Technorati Tags: , ,

2 comments:

Sparkling said...

"For example, if a student tells me he or she couldn't understand what was going on in the class most of the time... If the student was consistently late, or spent class time sending text messages, or sleeping, I give the comment far less weight..."

Catch 22 if you ask me. If one does not understand what is going on, is it likely one will be the keen student whom you would give the time of day?

Badaunt said...

Of course I take that into account as well. But generally, the student who is consistently late/spent class time sending text messages and so on has been doing it from the start and has never made an effort. Unfortunately there are always one or two of those.

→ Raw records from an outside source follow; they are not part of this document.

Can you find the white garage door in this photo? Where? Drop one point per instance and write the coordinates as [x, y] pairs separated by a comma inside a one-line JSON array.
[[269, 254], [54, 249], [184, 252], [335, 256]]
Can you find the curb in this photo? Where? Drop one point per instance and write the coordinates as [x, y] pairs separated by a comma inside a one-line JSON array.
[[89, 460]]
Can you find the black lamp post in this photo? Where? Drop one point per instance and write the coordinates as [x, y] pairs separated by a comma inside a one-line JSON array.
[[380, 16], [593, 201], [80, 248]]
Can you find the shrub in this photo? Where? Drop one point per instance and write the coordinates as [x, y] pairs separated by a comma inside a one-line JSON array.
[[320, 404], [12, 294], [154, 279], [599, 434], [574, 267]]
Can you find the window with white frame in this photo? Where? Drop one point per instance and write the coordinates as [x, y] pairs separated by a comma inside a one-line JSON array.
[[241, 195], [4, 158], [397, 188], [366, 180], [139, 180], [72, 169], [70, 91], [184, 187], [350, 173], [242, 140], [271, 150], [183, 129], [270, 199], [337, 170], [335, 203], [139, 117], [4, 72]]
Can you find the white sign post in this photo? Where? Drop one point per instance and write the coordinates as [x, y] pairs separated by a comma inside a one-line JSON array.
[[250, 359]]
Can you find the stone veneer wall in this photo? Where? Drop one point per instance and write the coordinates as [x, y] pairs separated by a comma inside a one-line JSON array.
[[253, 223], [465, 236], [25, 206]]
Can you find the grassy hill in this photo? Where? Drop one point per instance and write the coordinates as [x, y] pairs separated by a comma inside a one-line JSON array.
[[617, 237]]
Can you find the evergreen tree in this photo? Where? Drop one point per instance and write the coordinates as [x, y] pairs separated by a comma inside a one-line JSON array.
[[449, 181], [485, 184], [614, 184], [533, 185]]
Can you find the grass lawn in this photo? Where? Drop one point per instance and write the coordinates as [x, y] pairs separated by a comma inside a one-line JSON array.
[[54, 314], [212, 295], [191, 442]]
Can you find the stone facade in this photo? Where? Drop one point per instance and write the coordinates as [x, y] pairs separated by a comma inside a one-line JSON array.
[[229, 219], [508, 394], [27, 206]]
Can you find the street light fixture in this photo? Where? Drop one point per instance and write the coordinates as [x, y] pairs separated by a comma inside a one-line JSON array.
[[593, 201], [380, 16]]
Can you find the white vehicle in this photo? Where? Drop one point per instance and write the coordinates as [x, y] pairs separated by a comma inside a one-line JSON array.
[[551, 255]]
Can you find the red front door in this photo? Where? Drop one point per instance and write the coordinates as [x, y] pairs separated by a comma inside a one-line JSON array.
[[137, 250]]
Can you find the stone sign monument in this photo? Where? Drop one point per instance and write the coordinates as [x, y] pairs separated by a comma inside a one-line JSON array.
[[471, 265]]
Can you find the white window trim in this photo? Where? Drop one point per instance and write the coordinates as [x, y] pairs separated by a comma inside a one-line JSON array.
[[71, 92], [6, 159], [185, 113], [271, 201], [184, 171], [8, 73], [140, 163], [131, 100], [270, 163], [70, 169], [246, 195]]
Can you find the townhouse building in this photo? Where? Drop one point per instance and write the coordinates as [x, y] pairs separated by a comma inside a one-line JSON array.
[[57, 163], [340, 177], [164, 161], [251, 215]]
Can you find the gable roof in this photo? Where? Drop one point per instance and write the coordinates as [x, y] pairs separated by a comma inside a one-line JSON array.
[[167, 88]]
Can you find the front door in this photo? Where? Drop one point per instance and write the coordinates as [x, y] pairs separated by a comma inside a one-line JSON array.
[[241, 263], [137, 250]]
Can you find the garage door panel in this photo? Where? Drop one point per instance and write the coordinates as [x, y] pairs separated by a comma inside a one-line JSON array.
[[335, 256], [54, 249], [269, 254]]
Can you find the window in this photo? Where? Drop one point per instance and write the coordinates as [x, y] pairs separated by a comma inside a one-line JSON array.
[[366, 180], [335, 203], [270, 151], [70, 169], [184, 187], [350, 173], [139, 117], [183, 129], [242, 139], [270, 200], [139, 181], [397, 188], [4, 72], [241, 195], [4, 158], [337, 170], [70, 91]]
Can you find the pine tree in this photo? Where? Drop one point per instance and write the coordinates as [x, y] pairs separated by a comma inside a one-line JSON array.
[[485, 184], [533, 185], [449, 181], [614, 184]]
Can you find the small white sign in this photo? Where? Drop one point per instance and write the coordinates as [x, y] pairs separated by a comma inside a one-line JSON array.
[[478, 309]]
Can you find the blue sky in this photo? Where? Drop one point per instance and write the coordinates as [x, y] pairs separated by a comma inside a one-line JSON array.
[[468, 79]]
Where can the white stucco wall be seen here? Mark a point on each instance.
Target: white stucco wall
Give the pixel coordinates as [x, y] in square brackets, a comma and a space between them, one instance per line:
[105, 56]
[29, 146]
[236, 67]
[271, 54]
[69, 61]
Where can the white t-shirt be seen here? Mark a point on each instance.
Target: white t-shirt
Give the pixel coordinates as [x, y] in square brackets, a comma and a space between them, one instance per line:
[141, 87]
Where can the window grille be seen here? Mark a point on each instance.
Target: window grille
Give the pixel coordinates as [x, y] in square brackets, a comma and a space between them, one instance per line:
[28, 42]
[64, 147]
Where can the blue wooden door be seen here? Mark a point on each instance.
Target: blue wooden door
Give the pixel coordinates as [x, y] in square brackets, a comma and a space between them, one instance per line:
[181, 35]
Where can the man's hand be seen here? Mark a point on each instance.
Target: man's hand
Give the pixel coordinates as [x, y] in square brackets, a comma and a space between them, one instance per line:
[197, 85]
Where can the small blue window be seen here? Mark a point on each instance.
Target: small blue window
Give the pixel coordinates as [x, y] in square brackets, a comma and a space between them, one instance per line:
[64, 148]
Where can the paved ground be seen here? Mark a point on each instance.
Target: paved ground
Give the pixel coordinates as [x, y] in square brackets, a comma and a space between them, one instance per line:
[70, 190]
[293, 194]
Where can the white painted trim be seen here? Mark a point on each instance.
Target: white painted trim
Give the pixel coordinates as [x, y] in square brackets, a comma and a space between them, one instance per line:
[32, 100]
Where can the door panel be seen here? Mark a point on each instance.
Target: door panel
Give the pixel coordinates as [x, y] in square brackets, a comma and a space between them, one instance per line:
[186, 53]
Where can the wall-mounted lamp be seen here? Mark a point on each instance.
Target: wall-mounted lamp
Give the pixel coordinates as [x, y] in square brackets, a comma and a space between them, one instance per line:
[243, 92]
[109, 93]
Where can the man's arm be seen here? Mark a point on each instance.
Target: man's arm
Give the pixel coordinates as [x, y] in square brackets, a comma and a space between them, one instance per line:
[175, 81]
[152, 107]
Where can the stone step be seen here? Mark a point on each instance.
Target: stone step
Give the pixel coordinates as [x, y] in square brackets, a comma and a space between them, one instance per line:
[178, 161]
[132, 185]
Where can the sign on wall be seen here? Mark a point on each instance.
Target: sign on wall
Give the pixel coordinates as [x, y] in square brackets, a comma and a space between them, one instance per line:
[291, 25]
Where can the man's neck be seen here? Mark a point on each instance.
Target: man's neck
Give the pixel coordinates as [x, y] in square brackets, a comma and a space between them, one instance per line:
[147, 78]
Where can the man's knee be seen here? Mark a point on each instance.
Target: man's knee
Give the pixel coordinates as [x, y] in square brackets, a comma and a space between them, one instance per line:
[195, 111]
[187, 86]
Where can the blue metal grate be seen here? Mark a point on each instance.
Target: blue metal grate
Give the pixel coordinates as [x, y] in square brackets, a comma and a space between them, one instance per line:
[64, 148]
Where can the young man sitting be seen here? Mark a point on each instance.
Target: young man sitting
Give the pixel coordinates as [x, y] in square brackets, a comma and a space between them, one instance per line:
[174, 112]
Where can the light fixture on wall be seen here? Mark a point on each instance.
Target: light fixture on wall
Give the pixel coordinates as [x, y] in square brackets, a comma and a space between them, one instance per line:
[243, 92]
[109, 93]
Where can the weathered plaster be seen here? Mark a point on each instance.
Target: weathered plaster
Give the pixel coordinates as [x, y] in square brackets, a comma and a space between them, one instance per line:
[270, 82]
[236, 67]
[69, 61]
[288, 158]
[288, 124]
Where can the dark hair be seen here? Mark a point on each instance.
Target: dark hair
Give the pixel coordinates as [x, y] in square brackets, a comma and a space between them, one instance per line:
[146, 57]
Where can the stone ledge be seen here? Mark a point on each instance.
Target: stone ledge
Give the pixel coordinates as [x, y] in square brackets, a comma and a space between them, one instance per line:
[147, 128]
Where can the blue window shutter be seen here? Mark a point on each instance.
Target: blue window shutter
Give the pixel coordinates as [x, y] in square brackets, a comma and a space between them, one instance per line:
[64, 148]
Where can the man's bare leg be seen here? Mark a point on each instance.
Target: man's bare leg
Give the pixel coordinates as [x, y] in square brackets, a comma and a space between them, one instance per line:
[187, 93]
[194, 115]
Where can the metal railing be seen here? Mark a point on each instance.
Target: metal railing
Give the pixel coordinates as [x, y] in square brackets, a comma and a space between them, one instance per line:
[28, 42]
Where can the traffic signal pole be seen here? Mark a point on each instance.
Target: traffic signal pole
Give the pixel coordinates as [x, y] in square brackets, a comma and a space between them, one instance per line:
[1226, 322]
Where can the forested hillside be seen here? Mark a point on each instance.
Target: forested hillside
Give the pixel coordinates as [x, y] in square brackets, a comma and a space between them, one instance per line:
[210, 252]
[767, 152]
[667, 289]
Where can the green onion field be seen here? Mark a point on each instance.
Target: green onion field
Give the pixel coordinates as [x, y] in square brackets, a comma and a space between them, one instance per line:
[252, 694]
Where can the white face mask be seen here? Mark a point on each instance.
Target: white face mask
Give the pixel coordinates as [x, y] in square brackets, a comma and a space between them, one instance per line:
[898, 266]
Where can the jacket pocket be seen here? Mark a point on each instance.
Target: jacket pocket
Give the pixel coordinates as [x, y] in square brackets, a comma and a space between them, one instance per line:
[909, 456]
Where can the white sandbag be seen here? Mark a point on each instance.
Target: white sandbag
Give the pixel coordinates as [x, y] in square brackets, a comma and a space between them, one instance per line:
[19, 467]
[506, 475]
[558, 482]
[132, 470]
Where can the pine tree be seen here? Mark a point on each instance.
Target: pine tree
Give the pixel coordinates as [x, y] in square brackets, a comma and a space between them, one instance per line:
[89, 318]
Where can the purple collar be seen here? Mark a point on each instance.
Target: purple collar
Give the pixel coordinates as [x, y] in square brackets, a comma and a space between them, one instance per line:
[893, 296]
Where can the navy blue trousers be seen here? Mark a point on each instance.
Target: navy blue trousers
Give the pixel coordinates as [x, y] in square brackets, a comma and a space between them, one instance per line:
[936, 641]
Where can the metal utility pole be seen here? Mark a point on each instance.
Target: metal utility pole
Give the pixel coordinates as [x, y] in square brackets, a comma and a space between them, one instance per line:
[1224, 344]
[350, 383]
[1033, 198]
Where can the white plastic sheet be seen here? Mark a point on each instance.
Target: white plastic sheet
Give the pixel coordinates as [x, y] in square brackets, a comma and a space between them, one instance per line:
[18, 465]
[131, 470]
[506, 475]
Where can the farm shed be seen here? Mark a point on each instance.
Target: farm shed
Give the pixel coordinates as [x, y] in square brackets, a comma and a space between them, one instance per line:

Students who try and still don't get it are different, because I can SEE that happening during class, and do something about it. This happens quite often. A little personal attention works wonders. I get everybody on task, then spend some time with the individuals who are having trouble.

The ones I'm looking for on the surveys, though, are the ones who seemed to be getting it and did fairly well but still felt they didn't really understand. That's where I need to know, so I can be on the lookout for it next semester, and do something about it. I need to know the signs before they happen. Japanese students tend to not give many clues, and you have to learn them.